Product Details
What data is listed?
- 7.5 million listings in total (approx.)
- 75,000 (up to) newly observed IPs added every 24 hours
- 1 million (average) “refreshed” listings added every 24 hours
This dataset contains IP addresses that are exhibiting compromised behavior, including:
- Malware infections
- Worm infections
- Trojan infections
- Devices controlled by botnets command and controllers
- Third-party exploits, such as open proxies
Every IP address has various metadata relating to it, including bot names, first seen date, and valid until date. Both historical and live data is accessible to provide additional insight.

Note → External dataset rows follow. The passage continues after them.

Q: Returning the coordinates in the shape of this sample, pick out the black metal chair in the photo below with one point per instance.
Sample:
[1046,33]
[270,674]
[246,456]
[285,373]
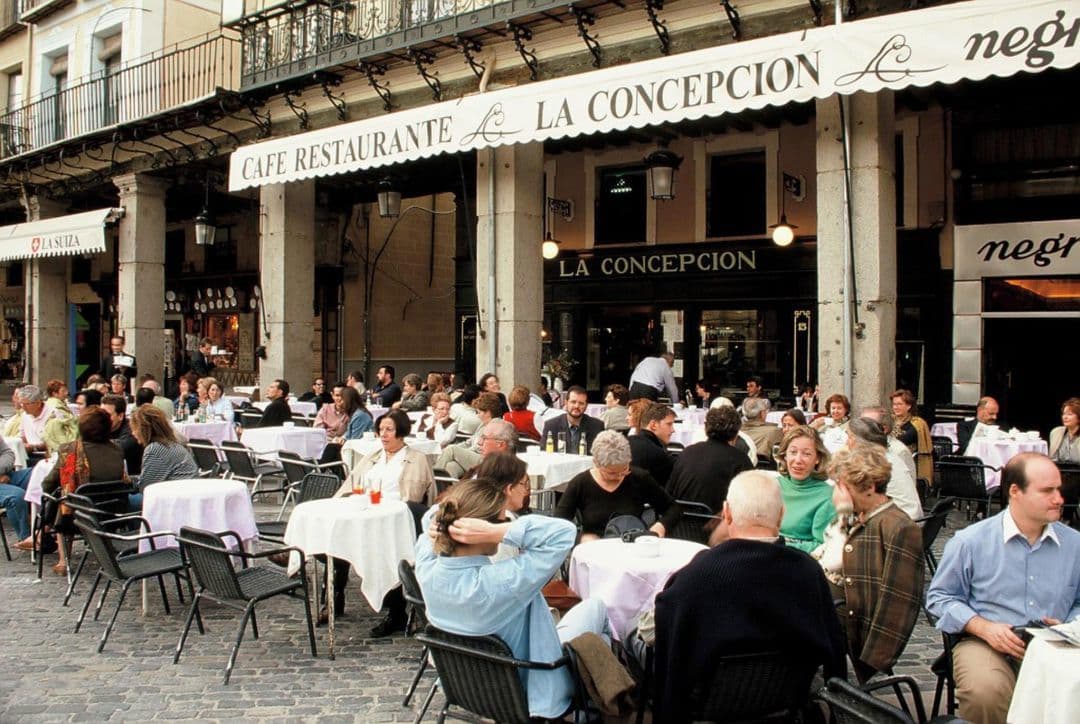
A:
[211,562]
[313,486]
[207,457]
[964,478]
[481,675]
[691,524]
[126,570]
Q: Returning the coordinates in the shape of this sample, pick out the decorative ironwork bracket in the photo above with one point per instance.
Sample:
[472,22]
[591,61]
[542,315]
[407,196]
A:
[299,109]
[652,7]
[522,35]
[470,48]
[373,69]
[732,18]
[423,59]
[336,101]
[584,19]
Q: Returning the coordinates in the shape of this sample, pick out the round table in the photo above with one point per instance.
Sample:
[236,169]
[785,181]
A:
[1048,687]
[216,431]
[626,576]
[305,441]
[372,538]
[997,454]
[202,503]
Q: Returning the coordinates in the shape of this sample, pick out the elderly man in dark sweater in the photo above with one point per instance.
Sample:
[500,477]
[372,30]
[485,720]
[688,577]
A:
[748,594]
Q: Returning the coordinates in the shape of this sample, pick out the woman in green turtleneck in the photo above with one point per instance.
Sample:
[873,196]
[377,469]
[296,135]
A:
[808,495]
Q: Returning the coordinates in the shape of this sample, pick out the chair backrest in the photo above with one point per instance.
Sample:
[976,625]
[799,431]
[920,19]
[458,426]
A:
[211,563]
[942,445]
[961,477]
[205,454]
[240,459]
[318,486]
[745,686]
[293,465]
[478,674]
[619,524]
[849,705]
[691,523]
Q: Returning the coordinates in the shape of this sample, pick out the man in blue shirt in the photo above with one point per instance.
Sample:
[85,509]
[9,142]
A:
[1021,565]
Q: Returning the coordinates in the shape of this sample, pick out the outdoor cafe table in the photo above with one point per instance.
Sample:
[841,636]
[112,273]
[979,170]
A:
[1048,687]
[216,431]
[307,442]
[373,538]
[626,576]
[202,503]
[997,453]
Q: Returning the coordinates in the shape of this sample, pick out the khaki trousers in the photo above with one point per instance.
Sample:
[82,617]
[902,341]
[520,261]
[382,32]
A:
[985,681]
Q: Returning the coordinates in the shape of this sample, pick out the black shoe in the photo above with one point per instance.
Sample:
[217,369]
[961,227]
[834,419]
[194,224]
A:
[388,627]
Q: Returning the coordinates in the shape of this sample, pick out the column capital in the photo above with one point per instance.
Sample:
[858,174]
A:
[130,185]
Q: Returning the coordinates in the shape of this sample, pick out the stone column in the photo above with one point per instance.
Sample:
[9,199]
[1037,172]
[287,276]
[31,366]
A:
[516,220]
[140,247]
[287,278]
[46,309]
[872,119]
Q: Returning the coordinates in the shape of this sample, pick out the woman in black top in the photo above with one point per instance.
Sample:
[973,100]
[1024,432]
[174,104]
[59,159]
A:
[611,487]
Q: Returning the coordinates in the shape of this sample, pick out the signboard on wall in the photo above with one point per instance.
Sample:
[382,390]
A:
[1029,249]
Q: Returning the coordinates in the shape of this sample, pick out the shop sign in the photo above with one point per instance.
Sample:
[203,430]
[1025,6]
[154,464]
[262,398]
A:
[941,44]
[1035,249]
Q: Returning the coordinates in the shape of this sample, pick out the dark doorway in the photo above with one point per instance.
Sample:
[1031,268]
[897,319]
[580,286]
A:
[1030,380]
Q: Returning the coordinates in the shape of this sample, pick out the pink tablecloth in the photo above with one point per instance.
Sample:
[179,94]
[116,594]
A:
[626,576]
[208,504]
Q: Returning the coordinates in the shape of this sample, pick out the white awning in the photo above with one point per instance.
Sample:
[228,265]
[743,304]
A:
[63,236]
[944,44]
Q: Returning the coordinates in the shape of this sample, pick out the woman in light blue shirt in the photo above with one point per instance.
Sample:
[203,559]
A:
[468,593]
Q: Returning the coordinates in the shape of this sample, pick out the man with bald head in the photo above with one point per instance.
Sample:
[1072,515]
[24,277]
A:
[1004,572]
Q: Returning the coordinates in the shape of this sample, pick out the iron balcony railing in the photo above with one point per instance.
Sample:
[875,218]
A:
[278,37]
[171,78]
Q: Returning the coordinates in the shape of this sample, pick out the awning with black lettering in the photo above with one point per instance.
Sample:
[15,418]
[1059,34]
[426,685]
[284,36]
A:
[945,44]
[63,236]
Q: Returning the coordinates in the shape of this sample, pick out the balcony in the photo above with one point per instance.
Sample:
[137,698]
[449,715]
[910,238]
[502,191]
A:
[31,11]
[170,79]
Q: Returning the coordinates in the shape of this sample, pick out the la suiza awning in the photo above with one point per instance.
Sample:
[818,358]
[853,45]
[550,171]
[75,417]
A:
[969,40]
[63,236]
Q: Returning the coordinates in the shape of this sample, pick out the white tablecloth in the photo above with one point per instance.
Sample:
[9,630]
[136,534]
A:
[945,430]
[353,450]
[997,453]
[373,538]
[1048,687]
[625,576]
[216,431]
[306,441]
[207,504]
[19,450]
[555,468]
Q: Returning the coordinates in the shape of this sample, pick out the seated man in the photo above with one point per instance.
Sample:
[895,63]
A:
[747,594]
[468,593]
[1017,566]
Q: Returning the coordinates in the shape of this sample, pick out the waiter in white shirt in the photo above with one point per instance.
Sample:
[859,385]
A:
[652,376]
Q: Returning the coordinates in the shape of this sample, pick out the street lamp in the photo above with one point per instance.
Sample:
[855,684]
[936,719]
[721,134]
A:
[661,166]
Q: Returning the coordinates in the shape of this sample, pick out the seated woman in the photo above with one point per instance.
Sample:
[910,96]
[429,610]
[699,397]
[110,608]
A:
[164,455]
[808,495]
[414,399]
[611,487]
[439,425]
[401,473]
[468,593]
[881,563]
[92,458]
[520,415]
[217,406]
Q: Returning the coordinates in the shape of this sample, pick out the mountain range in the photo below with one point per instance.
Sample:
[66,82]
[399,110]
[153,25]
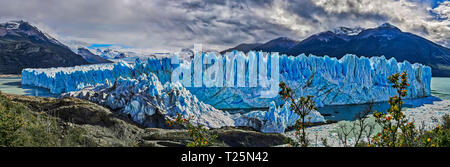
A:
[385,40]
[25,46]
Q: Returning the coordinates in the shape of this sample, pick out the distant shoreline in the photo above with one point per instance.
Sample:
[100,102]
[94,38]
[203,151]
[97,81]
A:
[9,75]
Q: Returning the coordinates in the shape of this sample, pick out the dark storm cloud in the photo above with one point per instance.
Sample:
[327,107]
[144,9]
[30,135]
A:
[162,25]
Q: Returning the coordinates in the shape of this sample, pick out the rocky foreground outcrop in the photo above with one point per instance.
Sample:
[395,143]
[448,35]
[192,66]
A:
[103,127]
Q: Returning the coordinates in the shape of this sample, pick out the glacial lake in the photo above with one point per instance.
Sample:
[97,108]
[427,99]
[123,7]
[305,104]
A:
[440,89]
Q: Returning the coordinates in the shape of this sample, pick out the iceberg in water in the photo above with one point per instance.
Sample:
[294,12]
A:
[349,80]
[149,103]
[276,120]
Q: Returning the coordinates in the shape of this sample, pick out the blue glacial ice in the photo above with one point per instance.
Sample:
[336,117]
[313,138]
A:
[151,104]
[349,80]
[276,120]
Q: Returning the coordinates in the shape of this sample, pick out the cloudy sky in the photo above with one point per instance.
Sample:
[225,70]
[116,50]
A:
[163,25]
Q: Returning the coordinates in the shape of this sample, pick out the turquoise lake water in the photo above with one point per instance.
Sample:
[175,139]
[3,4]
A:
[440,89]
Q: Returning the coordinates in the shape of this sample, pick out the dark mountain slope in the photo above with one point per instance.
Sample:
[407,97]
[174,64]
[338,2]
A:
[24,46]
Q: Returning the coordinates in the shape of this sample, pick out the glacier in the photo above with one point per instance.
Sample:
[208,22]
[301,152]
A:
[151,104]
[349,80]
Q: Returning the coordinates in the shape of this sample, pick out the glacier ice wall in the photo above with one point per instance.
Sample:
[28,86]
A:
[149,103]
[349,80]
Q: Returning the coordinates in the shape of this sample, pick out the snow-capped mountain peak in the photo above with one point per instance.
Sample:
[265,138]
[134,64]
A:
[348,31]
[24,29]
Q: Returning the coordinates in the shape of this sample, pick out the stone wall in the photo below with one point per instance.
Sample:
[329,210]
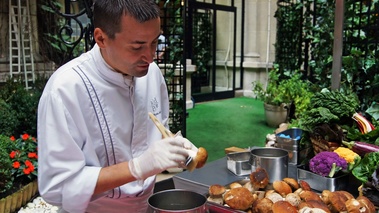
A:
[259,39]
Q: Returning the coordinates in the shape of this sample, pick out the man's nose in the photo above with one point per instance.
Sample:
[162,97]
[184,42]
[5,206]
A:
[149,54]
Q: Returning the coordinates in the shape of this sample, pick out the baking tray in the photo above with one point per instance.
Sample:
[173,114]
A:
[320,183]
[217,208]
[238,163]
[294,135]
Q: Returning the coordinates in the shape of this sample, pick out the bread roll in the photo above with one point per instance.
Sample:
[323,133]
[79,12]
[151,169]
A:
[283,207]
[263,205]
[309,195]
[353,206]
[201,157]
[274,197]
[325,196]
[234,185]
[282,187]
[305,185]
[292,182]
[319,205]
[259,178]
[293,199]
[370,208]
[337,202]
[216,190]
[239,198]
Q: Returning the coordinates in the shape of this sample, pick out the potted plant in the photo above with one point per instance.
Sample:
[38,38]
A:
[281,94]
[18,172]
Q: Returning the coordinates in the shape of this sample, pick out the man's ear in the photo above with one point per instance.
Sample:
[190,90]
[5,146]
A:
[99,37]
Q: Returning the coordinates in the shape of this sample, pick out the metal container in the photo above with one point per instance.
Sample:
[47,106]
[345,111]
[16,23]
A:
[177,200]
[273,160]
[238,163]
[320,183]
[289,137]
[290,140]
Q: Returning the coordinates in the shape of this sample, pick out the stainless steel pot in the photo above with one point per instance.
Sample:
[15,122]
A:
[177,200]
[273,160]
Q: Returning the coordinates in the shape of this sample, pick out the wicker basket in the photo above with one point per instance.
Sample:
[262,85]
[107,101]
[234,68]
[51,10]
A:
[320,144]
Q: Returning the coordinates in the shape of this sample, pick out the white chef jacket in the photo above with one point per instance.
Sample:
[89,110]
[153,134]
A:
[89,117]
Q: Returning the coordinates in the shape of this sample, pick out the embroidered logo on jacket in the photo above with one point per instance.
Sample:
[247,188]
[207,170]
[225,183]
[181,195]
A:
[154,105]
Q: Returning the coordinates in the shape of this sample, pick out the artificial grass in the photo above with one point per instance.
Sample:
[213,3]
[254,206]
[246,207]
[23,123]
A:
[217,125]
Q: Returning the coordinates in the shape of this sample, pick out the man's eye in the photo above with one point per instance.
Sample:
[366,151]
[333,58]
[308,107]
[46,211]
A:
[136,47]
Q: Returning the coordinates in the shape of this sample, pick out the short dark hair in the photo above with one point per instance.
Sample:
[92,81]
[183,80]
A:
[107,14]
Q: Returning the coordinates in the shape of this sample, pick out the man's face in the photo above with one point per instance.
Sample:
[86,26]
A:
[132,49]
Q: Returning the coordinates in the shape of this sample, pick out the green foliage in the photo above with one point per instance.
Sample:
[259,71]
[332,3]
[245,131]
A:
[331,107]
[306,40]
[18,106]
[287,88]
[6,177]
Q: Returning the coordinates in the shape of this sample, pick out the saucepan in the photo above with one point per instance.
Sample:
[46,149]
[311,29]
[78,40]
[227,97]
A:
[177,200]
[273,160]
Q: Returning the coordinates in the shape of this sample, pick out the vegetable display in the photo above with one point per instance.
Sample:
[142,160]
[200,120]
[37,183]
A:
[361,148]
[366,168]
[327,163]
[368,173]
[351,157]
[364,125]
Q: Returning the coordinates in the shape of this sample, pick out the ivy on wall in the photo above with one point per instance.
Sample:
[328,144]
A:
[306,29]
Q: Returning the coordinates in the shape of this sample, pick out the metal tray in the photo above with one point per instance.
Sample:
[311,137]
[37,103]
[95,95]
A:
[320,183]
[238,163]
[217,208]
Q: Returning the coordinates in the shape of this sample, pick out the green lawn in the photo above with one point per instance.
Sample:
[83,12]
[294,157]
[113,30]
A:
[217,125]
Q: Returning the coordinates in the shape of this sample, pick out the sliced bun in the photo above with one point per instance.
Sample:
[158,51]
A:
[309,195]
[370,208]
[305,185]
[337,201]
[263,205]
[283,207]
[201,157]
[239,198]
[259,178]
[216,190]
[292,182]
[282,187]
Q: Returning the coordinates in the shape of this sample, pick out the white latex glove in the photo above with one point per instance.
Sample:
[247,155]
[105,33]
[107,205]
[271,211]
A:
[188,145]
[161,155]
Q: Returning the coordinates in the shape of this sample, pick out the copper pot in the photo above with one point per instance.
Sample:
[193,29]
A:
[177,200]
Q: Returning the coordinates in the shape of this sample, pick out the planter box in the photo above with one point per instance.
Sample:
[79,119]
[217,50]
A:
[320,183]
[14,202]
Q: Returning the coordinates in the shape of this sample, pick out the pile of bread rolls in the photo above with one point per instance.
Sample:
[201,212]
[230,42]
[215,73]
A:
[285,196]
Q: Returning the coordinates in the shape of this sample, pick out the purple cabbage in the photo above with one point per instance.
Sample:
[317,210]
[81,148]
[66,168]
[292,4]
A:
[327,164]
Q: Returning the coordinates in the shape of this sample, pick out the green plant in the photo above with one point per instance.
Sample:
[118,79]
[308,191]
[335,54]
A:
[19,164]
[24,157]
[287,88]
[6,177]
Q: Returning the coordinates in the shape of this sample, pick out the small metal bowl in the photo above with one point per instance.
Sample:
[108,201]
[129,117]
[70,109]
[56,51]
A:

Benefits of Spamhaus Intelligence API
-
Breadth
Includes both live and historical data relating to IPs showing signs of compromise, with access to 20 different fields per infected IP.
-
Control & convenience
API access makes the data easily consumable across multiple applications, without the requirement to download the entire data set.
-
Real-time updates
Threats are included in this dataset as soon as researchers observe them.
Data limits
Free usage of the beta service is up to 1,000 queries per day and a total of 20,000 queries per month. This free beta service ends on 17th March 2021.
Included Fields
ipaddress
The IP address identified as the source of the bot-generated traffic. Always Provided
botname
The bot name associated with the detected activity. Where detection can’t be clearly associated, “unknown” will be returned. Always provided
seen
Unix timestamp of the last detected event for the given IP and the given bot name. Always provided.
first seen
Unix timestamp (rounded to the minute) of the first detection event for this IP and bot name combination. This will match the value of “seen” if it’s the first sighting of this type on this particular IP. When there has been no activity for this given combination for a month, this field is reset. Always provided.
listed
The Unix timestamp (rounded to the minute) of when the entry reached our database. Usually, this is very close to the value of “seen” unless the data is coming from batched processes. Always provided.
valid_until
Unix timestamp (rounded to the minute) of when the given entry will be considered “expired” from our dataset. Always provided.
detection
Human-readable form, briefly describing how the data was collected. This field only appears when the heuristic can involve multiple ways of collecting said data.
rule
An internal ID pointing to the rule operating the detection. Detections operated by different means or rules will show different IDs, even when they refer to the same detection. Always provided.
dstport
The destination port of the traffic triggering the detection. Not always disclosed/available.
helo
When detection results from SMTP traffic, this is the HELO string used in the SMTP session triggering the detection.
helos
Specific to MPD detections only. This is an array enumerating all the HELO strings involved in the detection. Appears only in records for the MPD heuristic.
heuristic
The heuristic applied to generate the detection. This returns a limited number of possible values.
asn
The Autonomous System Number (ASN) announcing the IP, predominantly obtained from routeviews data.
lat
Geographic latitude of the IP. Only provided when geolocation data is available.
lon
Geographic Longitude of the IP. Only provided when geolocation data is available.
cc
The ISO Country Code of the nation where the IP resides. Only provided when geolocation data is available.
protocol
IP protocol of the traffic triggering the detection. Usually either UDP or TCP.
srcip
Source IP of the traffic triggering the detection. In rare cases, this usually matches the argument of the listing.
uri
Specific to the “SINKHOLE” heuristic, and to HTTP sinkholes detections only. This is the URI of the HTTP request triggering the listing. Not always available.
useragent
Specific to the “SINKHOLE” heuristic, and to HTTP sinkholes detections only. It is the User-Agent header of the HTTP request triggering the listing. Not always available.
domain
Mostly specific to the “SINKHOLE” heuristic, and to HTTP sinkholes in particular. It’s the domain/hostname the traffic triggering the detection is reaching, i.e., the sinkhole’d domain. Often obtained from the “host” header of the HTTP request triggering the listing. Not always available.